Pierre Moscovici, comissão europeu para os Assuntos Económicos

FRANCOIS LENOIR/ Reuters

O lugar de presidente do Eurogrupo é uma posição de “prestígio”, lembra o comissário europeu para os Assuntos Económicos e Financeiros, frisando que “a arbitragem que precisa de fazer não é necessariamente favorável ao seu próprio país”

Não se esperem facilidades ou favores. “Se um dia Mário Centeno, que eu considero muito competente, se tornar presidente do Eurogrupo, deve saber que provavelmente vai ter de assumir por vezes alguma distância da sua atual função”, aponta Pierre Moscovici, comissário europeu para os Assuntos Económicos e Financeiros, em entrevista ao jornal online “ECO” esta segunda-feira.

Segundo Moscovici, o mesmo já aconteceu com Jeroen Dijsselbloem: o lugar de presidente do Eurogrupo é uma posição de “prestígio, “mas a arbitragem que precisa de fazer não é necessariamente favorável ao seu próprio país”. “O presidente do Eurogrupo, Jeroen Dijsselbloem, tem posições diferentes [no Eurogrupo] das que tem enquanto ministro das Finanças da Holanda”, explica.

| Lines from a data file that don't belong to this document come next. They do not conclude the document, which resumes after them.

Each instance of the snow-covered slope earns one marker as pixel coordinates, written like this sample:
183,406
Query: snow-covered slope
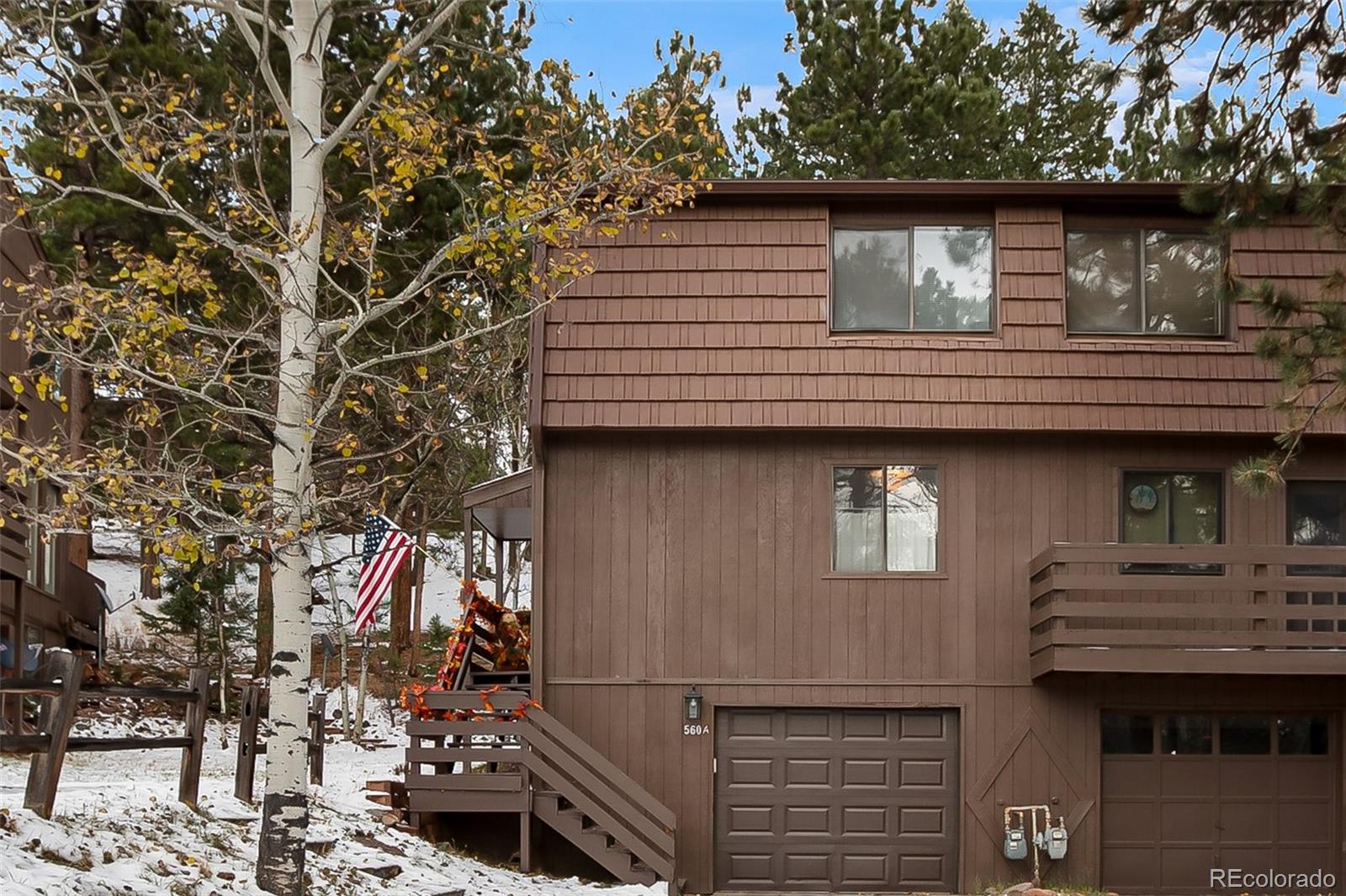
120,832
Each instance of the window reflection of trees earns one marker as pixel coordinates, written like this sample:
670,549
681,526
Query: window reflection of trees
962,300
872,273
1181,283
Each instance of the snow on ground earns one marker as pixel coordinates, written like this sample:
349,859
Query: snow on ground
119,830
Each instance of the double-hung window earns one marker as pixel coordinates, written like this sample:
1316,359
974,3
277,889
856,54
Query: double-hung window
1161,507
1142,282
885,518
1317,516
913,278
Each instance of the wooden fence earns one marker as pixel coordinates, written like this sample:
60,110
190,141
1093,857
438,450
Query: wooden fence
252,708
60,685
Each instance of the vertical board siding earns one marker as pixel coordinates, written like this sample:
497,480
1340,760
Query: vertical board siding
717,316
700,559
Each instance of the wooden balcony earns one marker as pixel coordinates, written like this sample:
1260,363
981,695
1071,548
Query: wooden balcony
1188,608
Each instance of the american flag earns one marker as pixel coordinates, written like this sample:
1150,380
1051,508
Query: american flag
387,548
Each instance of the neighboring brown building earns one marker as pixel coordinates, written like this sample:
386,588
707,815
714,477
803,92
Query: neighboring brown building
940,538
47,597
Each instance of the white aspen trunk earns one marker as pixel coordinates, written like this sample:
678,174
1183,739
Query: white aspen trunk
280,853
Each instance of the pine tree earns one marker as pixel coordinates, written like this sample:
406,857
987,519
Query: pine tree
888,93
1258,157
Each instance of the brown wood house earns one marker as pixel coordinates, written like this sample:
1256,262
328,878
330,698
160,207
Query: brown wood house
925,489
47,596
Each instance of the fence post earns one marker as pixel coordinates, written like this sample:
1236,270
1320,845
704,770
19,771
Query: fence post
56,718
316,736
246,768
188,774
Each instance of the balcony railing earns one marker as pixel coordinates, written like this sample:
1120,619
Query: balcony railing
1188,608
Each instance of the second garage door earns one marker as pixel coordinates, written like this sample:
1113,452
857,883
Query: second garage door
836,799
1184,794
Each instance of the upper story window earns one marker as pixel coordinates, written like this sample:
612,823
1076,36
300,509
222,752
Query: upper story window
1162,507
917,278
1142,282
885,518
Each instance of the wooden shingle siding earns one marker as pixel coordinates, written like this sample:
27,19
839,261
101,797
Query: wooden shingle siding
718,316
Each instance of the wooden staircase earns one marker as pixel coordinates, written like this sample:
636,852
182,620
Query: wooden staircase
505,756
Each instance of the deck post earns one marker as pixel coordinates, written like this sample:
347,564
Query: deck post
316,736
56,718
246,767
525,819
188,772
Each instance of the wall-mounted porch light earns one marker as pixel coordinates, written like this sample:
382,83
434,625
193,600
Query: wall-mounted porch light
692,705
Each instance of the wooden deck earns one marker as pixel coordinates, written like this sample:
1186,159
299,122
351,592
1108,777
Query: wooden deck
515,758
1189,608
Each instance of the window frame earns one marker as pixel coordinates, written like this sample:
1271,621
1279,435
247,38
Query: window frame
829,466
1173,570
910,225
1139,231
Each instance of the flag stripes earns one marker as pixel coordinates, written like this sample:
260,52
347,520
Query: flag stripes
385,549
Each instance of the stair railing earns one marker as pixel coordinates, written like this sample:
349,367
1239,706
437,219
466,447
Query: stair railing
515,732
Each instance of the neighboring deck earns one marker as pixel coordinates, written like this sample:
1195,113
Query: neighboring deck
1189,608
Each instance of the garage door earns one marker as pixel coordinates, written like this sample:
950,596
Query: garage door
1184,794
836,799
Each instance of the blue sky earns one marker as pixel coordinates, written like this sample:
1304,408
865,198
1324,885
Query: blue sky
614,40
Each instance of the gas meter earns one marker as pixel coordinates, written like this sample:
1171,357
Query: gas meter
1056,840
1016,846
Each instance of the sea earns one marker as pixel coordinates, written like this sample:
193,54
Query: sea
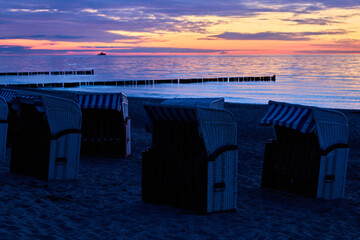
331,81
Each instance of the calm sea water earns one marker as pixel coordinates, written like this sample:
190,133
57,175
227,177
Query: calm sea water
320,80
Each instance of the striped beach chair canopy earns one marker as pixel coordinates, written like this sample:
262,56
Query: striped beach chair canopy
330,126
9,96
100,101
290,115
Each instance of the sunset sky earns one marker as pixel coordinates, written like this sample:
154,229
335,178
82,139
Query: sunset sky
164,27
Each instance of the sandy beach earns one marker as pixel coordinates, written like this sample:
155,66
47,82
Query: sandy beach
105,203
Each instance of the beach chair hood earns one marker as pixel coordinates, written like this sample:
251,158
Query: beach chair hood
3,109
330,126
209,129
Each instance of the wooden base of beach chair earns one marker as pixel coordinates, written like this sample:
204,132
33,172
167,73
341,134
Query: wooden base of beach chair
31,144
177,176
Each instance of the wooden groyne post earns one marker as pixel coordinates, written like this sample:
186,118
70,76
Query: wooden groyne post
81,72
140,82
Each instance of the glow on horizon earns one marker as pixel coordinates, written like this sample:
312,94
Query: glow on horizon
327,31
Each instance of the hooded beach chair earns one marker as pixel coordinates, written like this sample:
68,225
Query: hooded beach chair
3,128
47,136
106,123
309,156
192,162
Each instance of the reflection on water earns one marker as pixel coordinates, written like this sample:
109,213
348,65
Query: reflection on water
327,81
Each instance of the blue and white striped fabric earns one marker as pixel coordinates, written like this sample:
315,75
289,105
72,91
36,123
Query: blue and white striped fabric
291,116
7,95
170,114
100,101
36,100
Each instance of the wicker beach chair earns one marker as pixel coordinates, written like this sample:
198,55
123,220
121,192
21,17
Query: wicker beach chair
3,128
47,137
192,162
106,125
310,153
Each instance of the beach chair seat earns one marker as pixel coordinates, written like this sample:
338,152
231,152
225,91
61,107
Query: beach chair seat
3,128
310,152
46,141
192,163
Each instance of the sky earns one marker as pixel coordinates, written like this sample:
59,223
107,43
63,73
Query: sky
179,27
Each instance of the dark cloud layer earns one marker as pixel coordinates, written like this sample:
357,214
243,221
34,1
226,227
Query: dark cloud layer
91,20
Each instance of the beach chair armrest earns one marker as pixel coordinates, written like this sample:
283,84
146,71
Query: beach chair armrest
333,147
65,132
221,150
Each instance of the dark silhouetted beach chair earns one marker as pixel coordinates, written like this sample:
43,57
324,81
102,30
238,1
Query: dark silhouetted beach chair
46,136
3,128
309,156
106,125
192,162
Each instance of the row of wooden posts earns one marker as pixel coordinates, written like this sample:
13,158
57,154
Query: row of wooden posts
123,82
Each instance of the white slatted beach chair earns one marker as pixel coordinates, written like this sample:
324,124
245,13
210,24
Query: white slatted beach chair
309,156
106,123
3,128
47,138
192,162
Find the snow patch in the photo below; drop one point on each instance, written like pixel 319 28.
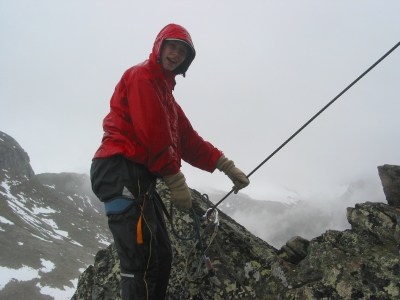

Para o homem que monitoriza as finanças de de todos os Estados europeus, Portugal é “uma história de sucesso” e teria sido “uma injustiça” não recomendar a sua saída do Procedimento por Défice Excessivo – mesmo tendo em conta que a possibilidade da recapitalização da Caixa Geral de Depósitos estrague o número do défice deste ano.

“Baseado na informação disponível neste momento, e com as garantias dadas pelo Governo português, não esperamos que isto [a recapitalização da Caixa] coloque em risco a correção do défice de forma duradoura. E mesmo que haja um ligeiro aumento num ano, ele será corrigido. É justificado recomendar a saída do PDE e seria injusto penalizar o atual Governo de Portugal e o povo português por esse momento, que é um incidente que não muda o facto de que o défice foi colocado de forma duradoura abaixo dos 3%”, diz o dirigente francês.

Quanto ao défice para os próximos anos, Moscovici deixa um recado ao Governo: não vale tudo. “Não queremos um ajustamento no défice que baixe o crescimento”.

“Temos de ter em conta que temos um problema de procura na Europa e na zona euro, e também precisamos de considerar que não queremos um ajustamento nas finanças públicas que baixe o crescimento deste ano e do próximo”, adverte.